Conversion of Plasmid DNA to Minicircles
Mathew Chu
Abstract
Plasmid DNA is conventionally the choice of vector for cloning and delivering transgenes into cells. However, for site-specific integration into the host genome, it is desirable that only the transgene sequence is transferred without elements of the backbone.
In this protocol, we describe a novel approach to converting plasmid DNA into DNA minicircles which consist exclusively of the transgene sequence. This approach takes advantage of the scalability of plasmids while enabling in vitro conversion to minicircles using standard molecular biology approaches, circumventing the need for special producer strains of bacteria.
Steps
Adapting the Plasmid Backbone for Minicircle Production
Design a cloning site for the transgene which consists of outward-facing recognition sequences (RS) for a Type IIS restriction endonuclease:
cloning_site = insert_left + rev_comp(RS) + stuffer + RS + insert_right
The left and right sequences should be homologous to the transgene. A stuffer sequence of approximately 50 nt should be included between the recognition sequences to enable efficient double digestion of the cloning site.
Construct the following ssDNA oligo pool (oPool) to adapt the plasmid backbone for minicircle production:
adaptor_oligo = plasmid_left + NNNN + cloning_site + NNNN* + plasmid_right
Here, the left and right sequences should be homologous to the plasmid. Each oligo should consist of the cloning site flanked by a different pair of complementary 4 nt overhangs (NNNN, NNNN*).
Digest the backbone at the desired site for cloning the adaptor oligos and purify by gel separation and extraction.
Clone the adaptor oligos from the oPool directly into the linearized backbone via NEB HiFi assembly using the protocol for bridging dsDNA with ssDNA oligos.

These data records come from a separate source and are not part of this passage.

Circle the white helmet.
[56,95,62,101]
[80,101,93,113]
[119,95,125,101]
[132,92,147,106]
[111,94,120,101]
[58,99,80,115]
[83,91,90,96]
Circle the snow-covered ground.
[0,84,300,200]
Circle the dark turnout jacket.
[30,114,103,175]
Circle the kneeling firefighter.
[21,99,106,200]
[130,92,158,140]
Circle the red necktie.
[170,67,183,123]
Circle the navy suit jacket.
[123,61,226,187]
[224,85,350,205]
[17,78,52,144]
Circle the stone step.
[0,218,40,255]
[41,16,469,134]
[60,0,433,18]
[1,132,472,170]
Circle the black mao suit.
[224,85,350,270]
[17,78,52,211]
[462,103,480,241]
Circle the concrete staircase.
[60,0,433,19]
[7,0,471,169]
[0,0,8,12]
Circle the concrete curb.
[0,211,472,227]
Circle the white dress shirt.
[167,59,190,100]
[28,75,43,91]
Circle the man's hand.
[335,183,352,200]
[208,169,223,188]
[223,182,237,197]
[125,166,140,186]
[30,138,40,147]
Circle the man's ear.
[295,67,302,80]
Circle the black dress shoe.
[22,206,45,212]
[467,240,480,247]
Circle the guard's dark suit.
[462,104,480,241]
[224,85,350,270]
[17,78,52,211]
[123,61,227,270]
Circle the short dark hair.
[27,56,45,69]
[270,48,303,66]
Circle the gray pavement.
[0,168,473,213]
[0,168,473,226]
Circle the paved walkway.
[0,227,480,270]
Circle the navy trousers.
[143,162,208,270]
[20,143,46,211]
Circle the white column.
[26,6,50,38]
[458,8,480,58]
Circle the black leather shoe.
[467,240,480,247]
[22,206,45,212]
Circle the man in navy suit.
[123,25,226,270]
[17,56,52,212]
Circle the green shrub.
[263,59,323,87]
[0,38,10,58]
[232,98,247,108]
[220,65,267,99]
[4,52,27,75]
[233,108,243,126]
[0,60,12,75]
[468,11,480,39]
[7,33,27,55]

Inoculate transformed bacteria directly into 100 mL of liquid broth with the appropriate selection antibiotic and culture for 24 hours at 37 C in a shaking incubator.
The next day, perform a midiprep to extract the library of adapted plasmids. Verify the diversity of the new cloning site by targeted PCR and Sanger sequencing with degenerate base calling.
Cloning the Transgene into the Adapted Plasmids
Insert the transgene into the adapted plasmid using HiFi assembly at the new cloning site.
As above, inoculate transformed bacteria directly into liquid culture and extract plasmids the next day.
Synthesis of DNA Minicircles
The following procedure for minicircle DNA synthesis is adapted from Oliynyk & Church (2022).
Using 12 ug of the plasmid library, set up the following digestion-ligation reaction:
- 6 uL Type IIS restriction endonuclease
- 6 uL T4 DNA ligase
- 10 uL ATP (10X)
- 10 uL rCutSmart buffer (10X)
Make the reaction up to 100 uL volume with molecular-grade biology water.
Perform the following digestion-ligation reaction to excise the transgene from the plasmids and circularize them:
- 37 C for 2 hours
- 65 C for 30 minutes
- 4 C hold
During this protocol, plasmids will be digested at the Type IIS endonuclease recognition sequences and then re-ligated at the diverse 4 nt overhangs within the plasmid library.
Concatemer formation by trans-ligation of digested transgenes will be minimized by the diversity of the overhangs in this reaction (ensuring minicircles consist of 1 transgene sequence each).
Purification of DNA Minicircles
To remove linear dsDNA from the reaction, add the following reagents directly to the mix:
- 5 uL T5 exonuclease
- 5 uL NEBuffer 4 (10X)
Perform this final digestion at 37 C for 1 hour.
Using the Qiaquick PCR purification kit, purify the minicircles and elute in the desired volume (at least 10 uL). The expected yield from this protocol is ~ 1 ug per 6 ug of input plasmid DNA (~ 5 kb in size).